Cuando la calidad se sirve en frío

Los éxitos de Indurain fueron el principio de la vocación de un ciclista que interpreta como pocos las carreras y toma los mandos de su equipo en el pelotón

Gustavo César Veloso festeja su victoria en el podio
Gustavo César Veloso festeja su victoria en el podio ?AFP

«O importante é non levar un golpe». Gustavo César Veloso (Vilagarcía, 1980) es el filósofo del Xacobeo. Busca el relax en las profundidades de la pesca submarina. Después, en la superficie, siempre encuentra la frase retranqueira para el momento justo. Y dispara verbalmente con tranquilidad. Con esa calma ganada con el tiempo. Aunque ayer le costaba elegir las palabras para describir sus sensaciones.

Su vocación ciclista maduró durante aquellas tardes de julio aceleradas por la crono de Miguel Indurain. El navarro quemaba la carretera de Luxemburgo y después el gallego salía a rodar por las arousanas. Indurain fue el principio de todo. «Antes de Miguelón yo no sabía nada del ciclismo», reconoce. Y, a pesar de sus coqueteos con el fútbol y atletismo, se subió a la bicicleta del Xiabre.

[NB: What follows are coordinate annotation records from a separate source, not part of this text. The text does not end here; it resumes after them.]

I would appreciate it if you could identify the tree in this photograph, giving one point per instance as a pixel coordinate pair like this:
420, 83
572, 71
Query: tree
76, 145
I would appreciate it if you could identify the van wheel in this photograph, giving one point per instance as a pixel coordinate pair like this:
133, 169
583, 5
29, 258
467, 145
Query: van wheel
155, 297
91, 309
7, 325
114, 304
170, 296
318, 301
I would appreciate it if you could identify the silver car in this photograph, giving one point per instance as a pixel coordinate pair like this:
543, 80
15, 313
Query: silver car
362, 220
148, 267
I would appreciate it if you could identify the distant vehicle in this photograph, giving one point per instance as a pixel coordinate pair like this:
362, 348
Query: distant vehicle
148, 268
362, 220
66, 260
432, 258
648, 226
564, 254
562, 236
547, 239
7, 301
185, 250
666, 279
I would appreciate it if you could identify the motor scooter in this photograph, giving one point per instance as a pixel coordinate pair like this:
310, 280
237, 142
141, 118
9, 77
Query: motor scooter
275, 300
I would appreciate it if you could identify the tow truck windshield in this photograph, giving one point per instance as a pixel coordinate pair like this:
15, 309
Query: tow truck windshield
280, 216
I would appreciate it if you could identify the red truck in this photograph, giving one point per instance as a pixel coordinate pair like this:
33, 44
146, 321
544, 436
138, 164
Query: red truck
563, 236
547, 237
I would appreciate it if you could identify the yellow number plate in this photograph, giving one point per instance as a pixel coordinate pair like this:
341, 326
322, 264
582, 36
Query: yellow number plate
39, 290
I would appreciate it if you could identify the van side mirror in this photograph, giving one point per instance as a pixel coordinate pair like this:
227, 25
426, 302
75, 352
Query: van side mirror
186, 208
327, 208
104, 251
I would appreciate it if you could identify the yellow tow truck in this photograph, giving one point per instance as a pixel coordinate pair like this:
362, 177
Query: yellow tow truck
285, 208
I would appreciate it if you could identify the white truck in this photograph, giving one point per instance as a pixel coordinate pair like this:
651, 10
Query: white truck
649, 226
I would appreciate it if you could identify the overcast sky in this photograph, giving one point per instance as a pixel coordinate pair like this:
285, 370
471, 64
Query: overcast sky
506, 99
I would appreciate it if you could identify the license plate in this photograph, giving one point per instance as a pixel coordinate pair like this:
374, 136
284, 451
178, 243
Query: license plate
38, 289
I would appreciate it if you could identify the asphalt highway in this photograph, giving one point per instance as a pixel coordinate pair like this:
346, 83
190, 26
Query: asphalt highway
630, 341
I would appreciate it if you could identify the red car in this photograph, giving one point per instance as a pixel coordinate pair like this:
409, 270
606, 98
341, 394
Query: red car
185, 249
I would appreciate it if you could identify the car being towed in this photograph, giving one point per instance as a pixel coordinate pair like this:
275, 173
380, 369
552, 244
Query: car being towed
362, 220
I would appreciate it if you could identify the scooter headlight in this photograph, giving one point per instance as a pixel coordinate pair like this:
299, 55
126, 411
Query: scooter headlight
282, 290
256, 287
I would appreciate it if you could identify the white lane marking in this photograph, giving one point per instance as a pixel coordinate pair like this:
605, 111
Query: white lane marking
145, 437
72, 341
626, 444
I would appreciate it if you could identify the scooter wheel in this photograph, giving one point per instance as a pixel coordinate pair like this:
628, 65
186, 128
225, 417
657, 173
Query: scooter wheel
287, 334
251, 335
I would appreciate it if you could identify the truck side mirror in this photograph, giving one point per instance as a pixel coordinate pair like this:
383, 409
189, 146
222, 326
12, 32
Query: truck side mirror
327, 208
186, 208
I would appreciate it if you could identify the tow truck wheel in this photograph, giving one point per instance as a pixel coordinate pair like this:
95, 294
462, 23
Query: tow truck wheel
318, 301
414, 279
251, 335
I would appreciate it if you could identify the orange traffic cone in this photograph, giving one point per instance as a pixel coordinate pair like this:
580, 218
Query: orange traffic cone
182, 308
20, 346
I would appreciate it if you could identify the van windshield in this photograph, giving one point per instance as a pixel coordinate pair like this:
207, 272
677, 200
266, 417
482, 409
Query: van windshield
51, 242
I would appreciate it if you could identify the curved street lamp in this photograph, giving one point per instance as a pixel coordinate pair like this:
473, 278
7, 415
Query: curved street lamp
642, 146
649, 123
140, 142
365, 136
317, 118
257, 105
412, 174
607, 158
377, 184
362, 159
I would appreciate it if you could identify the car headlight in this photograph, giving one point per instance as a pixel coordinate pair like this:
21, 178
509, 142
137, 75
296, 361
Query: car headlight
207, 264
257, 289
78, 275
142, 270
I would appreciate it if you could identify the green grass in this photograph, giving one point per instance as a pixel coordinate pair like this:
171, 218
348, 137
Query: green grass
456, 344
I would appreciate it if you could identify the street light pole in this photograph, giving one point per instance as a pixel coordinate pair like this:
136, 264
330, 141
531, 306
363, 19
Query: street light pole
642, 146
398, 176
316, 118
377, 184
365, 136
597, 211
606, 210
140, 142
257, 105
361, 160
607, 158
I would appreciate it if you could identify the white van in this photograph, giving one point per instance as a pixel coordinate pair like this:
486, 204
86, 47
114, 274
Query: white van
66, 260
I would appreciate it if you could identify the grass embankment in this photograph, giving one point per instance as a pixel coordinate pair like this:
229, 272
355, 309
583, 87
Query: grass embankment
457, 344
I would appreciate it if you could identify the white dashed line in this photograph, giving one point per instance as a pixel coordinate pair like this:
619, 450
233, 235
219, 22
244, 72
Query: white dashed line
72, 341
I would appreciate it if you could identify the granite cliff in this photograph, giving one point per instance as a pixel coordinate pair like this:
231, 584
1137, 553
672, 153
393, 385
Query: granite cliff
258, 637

Fue en el 2000 cuando en el horizonte el camino se bifurcaba. Fue llamado para cubrir una plaza vacante en la selección sub-23. El ciclismo o los estudios. El pelotón o la selectividad. Los sueños o el pragmatismo. Eligió lo primero. Se marchó a la Vuelta a Cataluña del Porvenir y ganó en Barcelona. Siempre recuerda que Cataluña le trae suerte. «Es la tierra de mi mujer», insiste.

Él, como su ídolo de la infancia, también se vistió de amarillo en el Tour. En el Tour del Porvenir, una carrera hija de la grande boucle destinada a descubrir nuevos valores. Thomas Dekker se fue al suelo y él se sintió un poco como Indurain en aquel podio francés.

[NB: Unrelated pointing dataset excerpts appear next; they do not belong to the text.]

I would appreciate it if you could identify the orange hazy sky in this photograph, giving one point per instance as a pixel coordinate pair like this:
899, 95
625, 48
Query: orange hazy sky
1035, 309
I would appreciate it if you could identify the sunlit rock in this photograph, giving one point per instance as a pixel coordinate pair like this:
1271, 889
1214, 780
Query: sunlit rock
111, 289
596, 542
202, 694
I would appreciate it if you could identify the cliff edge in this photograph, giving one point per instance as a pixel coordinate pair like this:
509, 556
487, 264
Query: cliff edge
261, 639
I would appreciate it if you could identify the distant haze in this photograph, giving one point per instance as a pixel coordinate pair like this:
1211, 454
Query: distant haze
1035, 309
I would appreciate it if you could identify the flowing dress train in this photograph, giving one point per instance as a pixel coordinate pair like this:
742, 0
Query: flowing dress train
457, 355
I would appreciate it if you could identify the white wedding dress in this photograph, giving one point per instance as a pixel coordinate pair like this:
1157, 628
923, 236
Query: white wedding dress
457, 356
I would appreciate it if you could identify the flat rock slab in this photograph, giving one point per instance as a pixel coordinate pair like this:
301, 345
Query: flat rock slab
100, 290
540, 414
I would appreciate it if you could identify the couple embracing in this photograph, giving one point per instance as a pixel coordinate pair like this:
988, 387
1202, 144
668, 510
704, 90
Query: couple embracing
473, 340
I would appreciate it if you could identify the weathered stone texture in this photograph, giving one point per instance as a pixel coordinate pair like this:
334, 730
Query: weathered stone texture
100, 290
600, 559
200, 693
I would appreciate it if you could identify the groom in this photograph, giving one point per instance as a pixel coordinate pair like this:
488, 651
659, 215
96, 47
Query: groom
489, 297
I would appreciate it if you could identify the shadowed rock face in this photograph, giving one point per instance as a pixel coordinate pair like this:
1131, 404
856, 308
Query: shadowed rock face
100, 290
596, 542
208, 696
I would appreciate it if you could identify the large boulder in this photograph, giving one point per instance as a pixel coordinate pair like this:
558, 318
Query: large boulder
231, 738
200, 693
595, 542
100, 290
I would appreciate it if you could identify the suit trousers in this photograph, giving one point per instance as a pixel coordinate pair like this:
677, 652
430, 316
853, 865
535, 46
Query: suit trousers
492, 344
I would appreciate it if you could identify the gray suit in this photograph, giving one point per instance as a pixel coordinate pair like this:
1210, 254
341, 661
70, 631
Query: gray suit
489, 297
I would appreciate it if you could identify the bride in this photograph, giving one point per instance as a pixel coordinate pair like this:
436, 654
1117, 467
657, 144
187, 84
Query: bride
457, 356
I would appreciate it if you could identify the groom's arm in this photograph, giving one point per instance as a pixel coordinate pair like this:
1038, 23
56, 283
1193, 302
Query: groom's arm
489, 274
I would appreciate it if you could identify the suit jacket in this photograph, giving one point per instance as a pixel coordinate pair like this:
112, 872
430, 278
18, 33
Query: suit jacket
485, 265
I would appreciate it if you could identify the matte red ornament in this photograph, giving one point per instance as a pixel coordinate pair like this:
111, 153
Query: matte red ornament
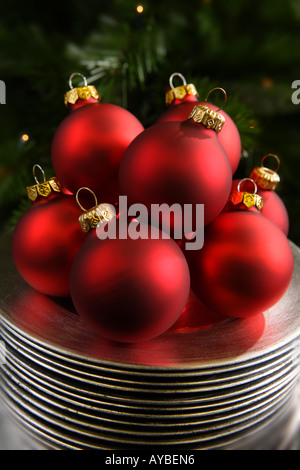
178, 163
267, 180
88, 145
47, 238
246, 263
129, 290
180, 103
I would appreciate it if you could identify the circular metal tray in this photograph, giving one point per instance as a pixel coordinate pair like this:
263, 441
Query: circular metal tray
209, 382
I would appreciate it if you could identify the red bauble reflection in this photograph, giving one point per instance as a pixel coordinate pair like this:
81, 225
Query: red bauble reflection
196, 316
177, 163
45, 241
129, 290
273, 207
245, 265
88, 145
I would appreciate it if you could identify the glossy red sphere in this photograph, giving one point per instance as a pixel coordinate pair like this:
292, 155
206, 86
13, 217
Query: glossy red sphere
130, 290
177, 163
45, 241
245, 265
88, 145
229, 136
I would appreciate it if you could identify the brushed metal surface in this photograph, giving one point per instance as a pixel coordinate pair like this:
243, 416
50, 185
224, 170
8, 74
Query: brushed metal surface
204, 384
47, 322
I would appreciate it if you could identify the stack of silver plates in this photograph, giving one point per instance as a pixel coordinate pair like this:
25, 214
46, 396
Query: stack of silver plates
208, 383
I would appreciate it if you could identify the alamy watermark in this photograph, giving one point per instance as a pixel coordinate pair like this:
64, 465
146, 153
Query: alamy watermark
2, 92
296, 94
2, 353
162, 221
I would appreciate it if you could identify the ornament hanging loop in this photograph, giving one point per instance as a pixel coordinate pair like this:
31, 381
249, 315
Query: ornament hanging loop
176, 74
41, 170
249, 180
275, 157
74, 75
77, 198
224, 93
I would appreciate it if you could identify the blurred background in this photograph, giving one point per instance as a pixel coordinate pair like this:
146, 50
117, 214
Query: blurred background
128, 50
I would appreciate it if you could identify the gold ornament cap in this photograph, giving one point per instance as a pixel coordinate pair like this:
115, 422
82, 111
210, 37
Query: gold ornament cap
179, 92
245, 199
264, 177
85, 92
43, 189
211, 119
100, 213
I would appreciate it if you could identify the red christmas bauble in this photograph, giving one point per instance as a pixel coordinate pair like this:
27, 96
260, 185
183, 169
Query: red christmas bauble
45, 241
267, 180
273, 207
245, 265
181, 105
177, 163
88, 145
129, 290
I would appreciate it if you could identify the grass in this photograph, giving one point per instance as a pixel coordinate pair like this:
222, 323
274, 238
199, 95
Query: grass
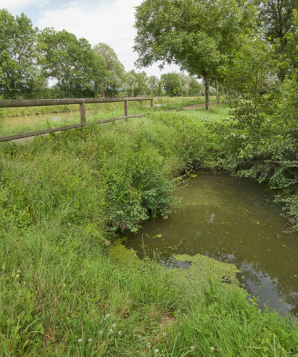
62, 293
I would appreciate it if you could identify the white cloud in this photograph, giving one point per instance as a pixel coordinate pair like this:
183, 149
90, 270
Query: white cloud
22, 5
108, 22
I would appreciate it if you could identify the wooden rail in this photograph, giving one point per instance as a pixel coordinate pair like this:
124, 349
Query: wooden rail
80, 101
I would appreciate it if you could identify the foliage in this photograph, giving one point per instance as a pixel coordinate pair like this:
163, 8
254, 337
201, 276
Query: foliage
60, 292
246, 77
18, 56
197, 35
172, 84
115, 69
77, 70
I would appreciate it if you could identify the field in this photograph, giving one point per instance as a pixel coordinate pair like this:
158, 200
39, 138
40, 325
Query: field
64, 292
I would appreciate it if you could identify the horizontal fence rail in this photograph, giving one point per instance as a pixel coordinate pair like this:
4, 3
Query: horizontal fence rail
80, 101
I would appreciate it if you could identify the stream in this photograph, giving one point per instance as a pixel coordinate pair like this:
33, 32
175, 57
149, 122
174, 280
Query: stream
234, 221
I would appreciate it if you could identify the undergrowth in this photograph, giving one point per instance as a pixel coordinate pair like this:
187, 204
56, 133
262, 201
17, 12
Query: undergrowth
63, 196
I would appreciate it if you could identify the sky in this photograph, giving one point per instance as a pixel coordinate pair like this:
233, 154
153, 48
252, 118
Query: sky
107, 21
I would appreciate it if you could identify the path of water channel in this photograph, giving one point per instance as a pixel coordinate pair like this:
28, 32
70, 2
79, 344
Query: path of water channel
233, 221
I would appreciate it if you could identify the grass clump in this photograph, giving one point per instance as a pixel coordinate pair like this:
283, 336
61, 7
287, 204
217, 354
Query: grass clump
61, 199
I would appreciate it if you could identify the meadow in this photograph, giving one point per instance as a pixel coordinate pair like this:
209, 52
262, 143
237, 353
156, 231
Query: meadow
63, 291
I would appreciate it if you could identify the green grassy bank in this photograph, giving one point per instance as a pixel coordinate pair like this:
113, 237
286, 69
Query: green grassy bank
62, 293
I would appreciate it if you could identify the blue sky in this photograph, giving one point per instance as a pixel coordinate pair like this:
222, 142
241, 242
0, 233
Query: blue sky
108, 21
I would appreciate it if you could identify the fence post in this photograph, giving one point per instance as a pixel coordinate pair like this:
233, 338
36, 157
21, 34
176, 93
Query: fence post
126, 110
83, 113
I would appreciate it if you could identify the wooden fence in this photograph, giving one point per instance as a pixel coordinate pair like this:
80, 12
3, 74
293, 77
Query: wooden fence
81, 102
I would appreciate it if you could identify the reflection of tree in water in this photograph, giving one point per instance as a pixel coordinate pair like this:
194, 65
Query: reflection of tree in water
251, 237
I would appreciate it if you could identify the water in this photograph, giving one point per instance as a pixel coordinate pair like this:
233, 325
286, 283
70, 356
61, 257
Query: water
233, 221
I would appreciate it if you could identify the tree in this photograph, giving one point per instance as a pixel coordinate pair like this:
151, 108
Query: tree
246, 76
195, 88
136, 83
172, 84
115, 69
18, 56
198, 35
72, 63
153, 85
277, 20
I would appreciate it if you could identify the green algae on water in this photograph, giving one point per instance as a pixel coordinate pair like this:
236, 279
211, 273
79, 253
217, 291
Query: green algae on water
202, 270
123, 256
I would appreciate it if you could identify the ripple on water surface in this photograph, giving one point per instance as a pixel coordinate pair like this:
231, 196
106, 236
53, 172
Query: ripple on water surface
234, 221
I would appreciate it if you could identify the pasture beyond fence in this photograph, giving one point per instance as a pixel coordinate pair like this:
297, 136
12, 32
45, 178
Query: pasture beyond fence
80, 101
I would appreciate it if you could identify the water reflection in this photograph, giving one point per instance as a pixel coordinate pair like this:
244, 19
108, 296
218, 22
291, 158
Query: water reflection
233, 221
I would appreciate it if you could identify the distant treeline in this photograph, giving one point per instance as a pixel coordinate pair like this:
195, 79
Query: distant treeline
56, 64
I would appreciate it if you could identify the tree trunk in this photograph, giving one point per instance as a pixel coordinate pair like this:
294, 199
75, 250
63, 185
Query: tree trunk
207, 100
217, 95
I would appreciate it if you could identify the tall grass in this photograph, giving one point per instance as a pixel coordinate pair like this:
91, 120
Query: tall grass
63, 294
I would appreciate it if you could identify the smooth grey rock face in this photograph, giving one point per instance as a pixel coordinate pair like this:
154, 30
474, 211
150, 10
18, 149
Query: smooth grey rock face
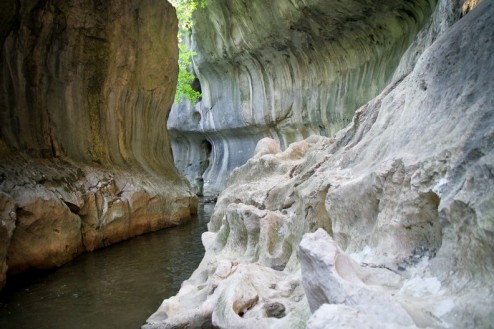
387, 225
285, 70
85, 90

Sus éxitos no evitaron el viaje obligado de tantos ciclistas gallegos. Se marchó al Boavista portugués en el 2001. El Relax y el Kaiku fueron su pasaporte para regresar al pelotón español. Con el equipo navarro, en el que coincidió con Ezequiel Mosquera, consiguió vencer una etapa y lucir el maillot de líder en la Vuelta a Portugal.

Vuelta a Cataluña

Con el Xacobeo, entonces Karpin, logró un triunfo ProTour. De nuevo Cataluña. Fue el primer corredor de un equipo continental en adjudicarse una general del máximo rango.

Es un tipo grande que asegura que no tiene claro si es escalador o contrarrelojista. «No sé qué tipo de ciclista soy», señala cumpliendo el tópico del gallego. Asegura que sube bien, como quedó demostrado en la cima de Xorret de Catí, pero reconoce que el tercer día de montaña suele atragantársele. Y es el mejor gallego del Xacobeo en la despiadada lucha contra el reloj.

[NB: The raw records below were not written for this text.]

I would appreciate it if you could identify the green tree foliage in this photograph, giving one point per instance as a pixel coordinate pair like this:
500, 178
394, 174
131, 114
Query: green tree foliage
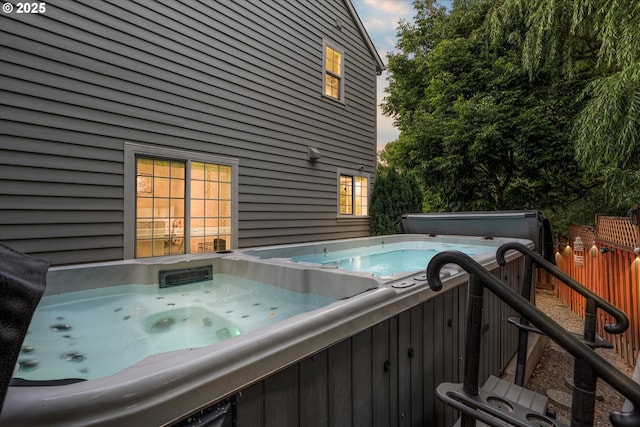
394, 194
476, 130
559, 34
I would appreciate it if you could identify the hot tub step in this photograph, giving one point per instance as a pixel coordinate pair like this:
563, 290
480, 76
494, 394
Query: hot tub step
499, 402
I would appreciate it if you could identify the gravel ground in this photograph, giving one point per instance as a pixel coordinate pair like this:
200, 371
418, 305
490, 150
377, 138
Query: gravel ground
556, 364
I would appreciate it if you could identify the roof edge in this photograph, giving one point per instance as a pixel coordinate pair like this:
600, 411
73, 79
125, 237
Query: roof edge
374, 52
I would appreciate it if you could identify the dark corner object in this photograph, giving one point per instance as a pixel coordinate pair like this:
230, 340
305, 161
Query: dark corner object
22, 282
525, 224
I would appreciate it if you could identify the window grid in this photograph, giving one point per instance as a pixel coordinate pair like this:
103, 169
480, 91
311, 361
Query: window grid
346, 195
361, 195
160, 186
161, 204
333, 73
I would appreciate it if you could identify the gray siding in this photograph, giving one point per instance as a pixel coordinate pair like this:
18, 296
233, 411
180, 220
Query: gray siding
241, 79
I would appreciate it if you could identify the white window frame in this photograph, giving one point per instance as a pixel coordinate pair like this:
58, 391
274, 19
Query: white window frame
131, 151
354, 174
341, 77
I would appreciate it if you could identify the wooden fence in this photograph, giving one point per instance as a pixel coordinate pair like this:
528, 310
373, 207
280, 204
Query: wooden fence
608, 263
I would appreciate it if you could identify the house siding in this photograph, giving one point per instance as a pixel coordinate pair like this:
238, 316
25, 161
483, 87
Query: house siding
84, 78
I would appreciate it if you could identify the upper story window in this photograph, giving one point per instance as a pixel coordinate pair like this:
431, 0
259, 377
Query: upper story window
182, 202
353, 194
333, 72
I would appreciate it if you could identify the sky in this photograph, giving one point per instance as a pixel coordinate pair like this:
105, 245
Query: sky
380, 18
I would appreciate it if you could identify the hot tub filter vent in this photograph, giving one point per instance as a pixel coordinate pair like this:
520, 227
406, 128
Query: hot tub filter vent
185, 276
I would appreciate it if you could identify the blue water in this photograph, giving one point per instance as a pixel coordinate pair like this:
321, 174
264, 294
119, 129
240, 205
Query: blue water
95, 333
388, 259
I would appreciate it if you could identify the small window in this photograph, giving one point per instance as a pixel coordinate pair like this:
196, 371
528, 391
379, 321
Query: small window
353, 195
333, 72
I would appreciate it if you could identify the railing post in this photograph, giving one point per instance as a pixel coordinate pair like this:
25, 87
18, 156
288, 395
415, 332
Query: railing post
472, 343
523, 335
584, 378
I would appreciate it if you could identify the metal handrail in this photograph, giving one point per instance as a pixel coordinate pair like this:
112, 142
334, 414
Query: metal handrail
584, 379
622, 322
557, 333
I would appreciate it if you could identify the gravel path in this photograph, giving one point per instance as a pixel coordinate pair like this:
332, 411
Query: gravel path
556, 365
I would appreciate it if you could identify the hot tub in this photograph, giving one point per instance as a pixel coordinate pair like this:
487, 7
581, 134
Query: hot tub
386, 257
229, 359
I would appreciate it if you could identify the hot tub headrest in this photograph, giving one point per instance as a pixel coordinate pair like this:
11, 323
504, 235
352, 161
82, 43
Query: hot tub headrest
22, 283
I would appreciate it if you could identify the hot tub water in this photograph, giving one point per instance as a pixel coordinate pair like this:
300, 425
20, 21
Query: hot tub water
389, 259
94, 333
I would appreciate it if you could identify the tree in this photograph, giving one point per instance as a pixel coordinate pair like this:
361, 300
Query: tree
478, 132
558, 34
394, 194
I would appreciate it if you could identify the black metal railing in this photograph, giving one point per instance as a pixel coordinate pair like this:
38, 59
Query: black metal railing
584, 354
584, 378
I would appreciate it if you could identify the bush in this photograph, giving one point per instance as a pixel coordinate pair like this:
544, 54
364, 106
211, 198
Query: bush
394, 194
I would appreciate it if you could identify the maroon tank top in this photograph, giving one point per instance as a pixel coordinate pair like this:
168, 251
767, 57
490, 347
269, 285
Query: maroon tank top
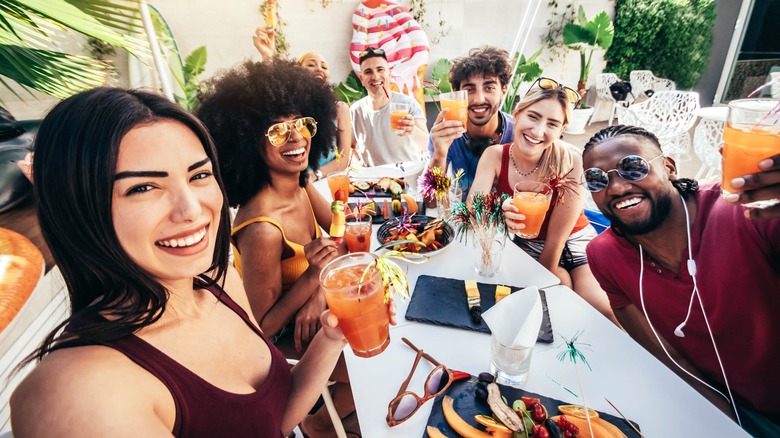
502, 186
202, 409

Ezequiel Mosquera siempre dice que siente una especie de pudor al «ver a un pedazo de corredor así» trabajando a sus órdenes. Porque David García y Veloso son los lugartenientes del jefe de filas del Xacobeo. El arousano es un buen estratega. «Gustavo tiene una gran visión del ciclismo, de hecho es el que maneja el equipo dentro del pelotón», señala Álvaro Pino. «Habla continuamente con nosotros comentando todo lo que pasa. Dice: 'Viene viento de derecha, vamos a pasar a Eze hacia delante'», añade. «Siempre usa su inteligencia para ayudar al resto de sus compañeros. Esta vez la puso a su servicio», asegura el director deportivo de la formación gallega.

Veloso es un hombre de equipo. David García recuerda con cariño cómo su compañero le pelaba plátanos y le hacía de psicólogo para superar una pájara en los Lagos de Covadonga. «Buena parte de las victorias que conseguimos sus compañeros se deben a él. Da siempre el 100% por nosotros. Se lo merece», dice el marinense.

«Llega mi turno»

Antes de viajar hacia Holanda para afrontar esta Vuelta, el arousano insistía en que este año le tocaba a él. «En el 2008 ganó la etapa David García. Habíamos marcado las mismas etapas en el libro de ruta. Ahora llega mi turno», aseguraba convencido.

Veloso mastica el triunfo con su reposo de siempre. Recuerda a su mujer y a su bebé, Álex. Le duele que la carretera lo aparte del niño. «Te vas perdiendo cosas que ya nunca regresan», se lamenta. Pero ayer esa separación fue un poco menos dolorosa.